Saturday, July 13, 2024



Mohiniyattam The Devadasi dance tradition which developed through the temple danseuses is an important form among the dance patterns of India. Mohiniyattam in Kerala took shape in the tradition of Devadasi dance which later grew and developed a classical status.

The special style of dancing developed by the Devadasis in Kerala was originally called 'Teviticci Attam'. Devadasis in Kerala were known by the general name 'Teviticci' which literally means   -  woman who serves at the feet of God 

(Teviticci = Tevar + Ati + Acci; Tevar = God, Ati = feet; Acci = woman). Their dance was called 'Teviticci - Attam' (Attam = Dance). This later came to be known as Mohiniyattam by about 16th century AD. The word 'Mohini' literally means a maiden who excites desire or steals the heart of the on looker. It is a solo female dance (in a single costume ) in which the striking features is the musical melody and rhythmical swaying of the dancer from side to side and the smooth and unbroken flow of the body  movement. The dance is focused essentially on feminine moods and emotions.

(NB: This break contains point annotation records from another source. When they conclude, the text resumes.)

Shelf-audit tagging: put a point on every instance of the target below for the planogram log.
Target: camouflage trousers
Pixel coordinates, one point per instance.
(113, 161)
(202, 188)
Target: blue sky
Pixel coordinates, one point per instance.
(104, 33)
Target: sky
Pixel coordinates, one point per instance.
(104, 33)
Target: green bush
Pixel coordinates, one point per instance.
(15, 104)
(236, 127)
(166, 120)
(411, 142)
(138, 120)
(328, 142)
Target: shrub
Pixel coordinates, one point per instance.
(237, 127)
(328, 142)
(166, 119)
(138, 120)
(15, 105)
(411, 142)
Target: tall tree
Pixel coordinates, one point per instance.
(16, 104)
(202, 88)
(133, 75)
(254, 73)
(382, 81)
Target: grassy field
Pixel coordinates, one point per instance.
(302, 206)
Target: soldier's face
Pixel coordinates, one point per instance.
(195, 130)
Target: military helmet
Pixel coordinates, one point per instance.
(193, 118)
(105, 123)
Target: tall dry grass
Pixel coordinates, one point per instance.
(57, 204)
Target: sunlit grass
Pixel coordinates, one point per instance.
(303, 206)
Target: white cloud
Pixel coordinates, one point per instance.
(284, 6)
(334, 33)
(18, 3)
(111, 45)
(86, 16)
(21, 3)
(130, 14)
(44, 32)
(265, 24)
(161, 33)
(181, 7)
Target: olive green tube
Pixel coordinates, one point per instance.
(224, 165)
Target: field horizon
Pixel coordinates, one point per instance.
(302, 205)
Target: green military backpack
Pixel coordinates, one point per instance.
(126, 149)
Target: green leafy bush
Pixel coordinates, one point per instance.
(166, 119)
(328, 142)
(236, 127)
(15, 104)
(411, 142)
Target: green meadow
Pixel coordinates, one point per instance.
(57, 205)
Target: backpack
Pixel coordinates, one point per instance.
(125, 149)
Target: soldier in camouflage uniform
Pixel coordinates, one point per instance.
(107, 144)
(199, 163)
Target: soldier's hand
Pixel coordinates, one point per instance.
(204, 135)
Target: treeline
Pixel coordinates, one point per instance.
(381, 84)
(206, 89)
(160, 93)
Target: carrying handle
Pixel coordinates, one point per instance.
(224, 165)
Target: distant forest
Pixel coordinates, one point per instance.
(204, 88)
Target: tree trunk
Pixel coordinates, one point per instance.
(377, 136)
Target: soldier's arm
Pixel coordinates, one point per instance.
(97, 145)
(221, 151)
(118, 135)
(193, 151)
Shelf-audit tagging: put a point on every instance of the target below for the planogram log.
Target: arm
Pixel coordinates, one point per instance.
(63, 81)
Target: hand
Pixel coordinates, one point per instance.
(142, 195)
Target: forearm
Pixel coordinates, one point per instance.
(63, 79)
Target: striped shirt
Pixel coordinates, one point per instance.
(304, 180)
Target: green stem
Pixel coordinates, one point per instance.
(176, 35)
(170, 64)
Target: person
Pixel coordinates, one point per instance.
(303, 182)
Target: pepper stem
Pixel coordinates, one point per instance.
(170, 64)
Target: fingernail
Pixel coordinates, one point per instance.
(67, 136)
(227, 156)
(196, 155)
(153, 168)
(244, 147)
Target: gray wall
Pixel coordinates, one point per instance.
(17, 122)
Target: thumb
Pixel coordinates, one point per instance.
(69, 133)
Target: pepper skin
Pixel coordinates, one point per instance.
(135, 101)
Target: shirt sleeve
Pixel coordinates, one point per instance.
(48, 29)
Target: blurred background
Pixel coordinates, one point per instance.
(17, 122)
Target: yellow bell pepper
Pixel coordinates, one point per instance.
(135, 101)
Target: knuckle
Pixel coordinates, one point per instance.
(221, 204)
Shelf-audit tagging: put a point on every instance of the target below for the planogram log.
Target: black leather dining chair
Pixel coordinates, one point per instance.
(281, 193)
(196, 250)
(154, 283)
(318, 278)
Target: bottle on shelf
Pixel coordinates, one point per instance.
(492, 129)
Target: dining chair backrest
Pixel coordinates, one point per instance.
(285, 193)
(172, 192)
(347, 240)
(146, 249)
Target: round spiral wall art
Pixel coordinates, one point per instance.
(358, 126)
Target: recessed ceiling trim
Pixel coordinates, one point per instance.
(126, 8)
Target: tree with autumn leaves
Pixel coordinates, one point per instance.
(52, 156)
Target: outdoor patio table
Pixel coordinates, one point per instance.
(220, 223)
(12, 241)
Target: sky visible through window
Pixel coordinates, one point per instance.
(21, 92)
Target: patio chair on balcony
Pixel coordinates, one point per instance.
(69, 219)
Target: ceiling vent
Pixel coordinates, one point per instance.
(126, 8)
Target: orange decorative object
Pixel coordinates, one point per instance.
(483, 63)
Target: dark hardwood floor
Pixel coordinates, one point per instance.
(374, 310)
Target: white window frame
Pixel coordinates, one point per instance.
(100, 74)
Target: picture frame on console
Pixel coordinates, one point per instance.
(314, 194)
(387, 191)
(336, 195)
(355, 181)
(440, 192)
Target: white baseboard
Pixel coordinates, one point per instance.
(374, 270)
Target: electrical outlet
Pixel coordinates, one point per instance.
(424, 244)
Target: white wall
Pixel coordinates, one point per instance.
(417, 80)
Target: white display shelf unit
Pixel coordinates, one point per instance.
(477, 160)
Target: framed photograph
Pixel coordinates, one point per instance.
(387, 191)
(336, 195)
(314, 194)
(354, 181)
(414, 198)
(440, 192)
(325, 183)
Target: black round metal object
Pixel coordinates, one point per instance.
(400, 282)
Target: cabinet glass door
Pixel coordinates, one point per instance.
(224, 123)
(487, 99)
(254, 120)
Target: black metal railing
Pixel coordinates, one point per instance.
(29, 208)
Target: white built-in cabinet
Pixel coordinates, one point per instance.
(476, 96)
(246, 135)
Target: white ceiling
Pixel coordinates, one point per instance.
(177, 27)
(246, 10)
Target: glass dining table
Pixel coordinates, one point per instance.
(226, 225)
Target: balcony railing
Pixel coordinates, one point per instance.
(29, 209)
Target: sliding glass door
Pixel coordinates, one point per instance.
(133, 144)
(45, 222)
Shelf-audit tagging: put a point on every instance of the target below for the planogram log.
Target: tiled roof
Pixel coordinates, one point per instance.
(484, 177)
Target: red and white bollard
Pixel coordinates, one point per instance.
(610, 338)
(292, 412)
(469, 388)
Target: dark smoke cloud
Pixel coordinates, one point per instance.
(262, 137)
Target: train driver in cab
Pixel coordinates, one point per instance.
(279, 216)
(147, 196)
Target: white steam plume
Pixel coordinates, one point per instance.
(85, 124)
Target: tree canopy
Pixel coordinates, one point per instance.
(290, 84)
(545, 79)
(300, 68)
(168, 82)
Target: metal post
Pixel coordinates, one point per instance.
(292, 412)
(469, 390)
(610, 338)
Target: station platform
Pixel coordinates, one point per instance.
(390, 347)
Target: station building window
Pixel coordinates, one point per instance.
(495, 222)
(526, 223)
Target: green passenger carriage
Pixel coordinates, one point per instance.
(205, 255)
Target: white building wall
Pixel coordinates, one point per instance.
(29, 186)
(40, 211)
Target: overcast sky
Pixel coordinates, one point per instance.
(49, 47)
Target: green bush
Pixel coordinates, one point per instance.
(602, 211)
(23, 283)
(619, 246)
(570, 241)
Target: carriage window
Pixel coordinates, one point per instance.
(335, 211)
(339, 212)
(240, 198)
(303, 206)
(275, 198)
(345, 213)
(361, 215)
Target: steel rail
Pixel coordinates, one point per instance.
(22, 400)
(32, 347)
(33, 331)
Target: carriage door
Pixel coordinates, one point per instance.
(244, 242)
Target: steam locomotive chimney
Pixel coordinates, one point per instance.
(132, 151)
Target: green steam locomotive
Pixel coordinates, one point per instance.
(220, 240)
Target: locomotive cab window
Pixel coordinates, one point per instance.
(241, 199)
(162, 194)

There is the well known Puranic story of Lord Vishnu taking on the guise of a 'Mohini' to enthrall people both in connection with the churning of the milk-ocean and with the episode of the slaying of Bhasmasura. In the Bhasmasura story, 'Mohini' towards the end of her dance, persuaded the Asura to place his own finger on his head unwittingly to his own undoing. This episode seems to be picturesquely  represented in the first item of the Mohiniyatam  called 'Colkkettu' which begins with a pose of the dancer showing with her right hand, the murder of 'Suchimukha' with her first finger pointing to her own head. So Vaishnava devotees could have given the name of Mohiniyattam to this art form.

'Colkkettu' was also considered  to be a dance pattern sacred to Lord Shiva. There is a sloka in praise of Siva towards the end of the text used for 'colkkettu' in Mohiniyattam.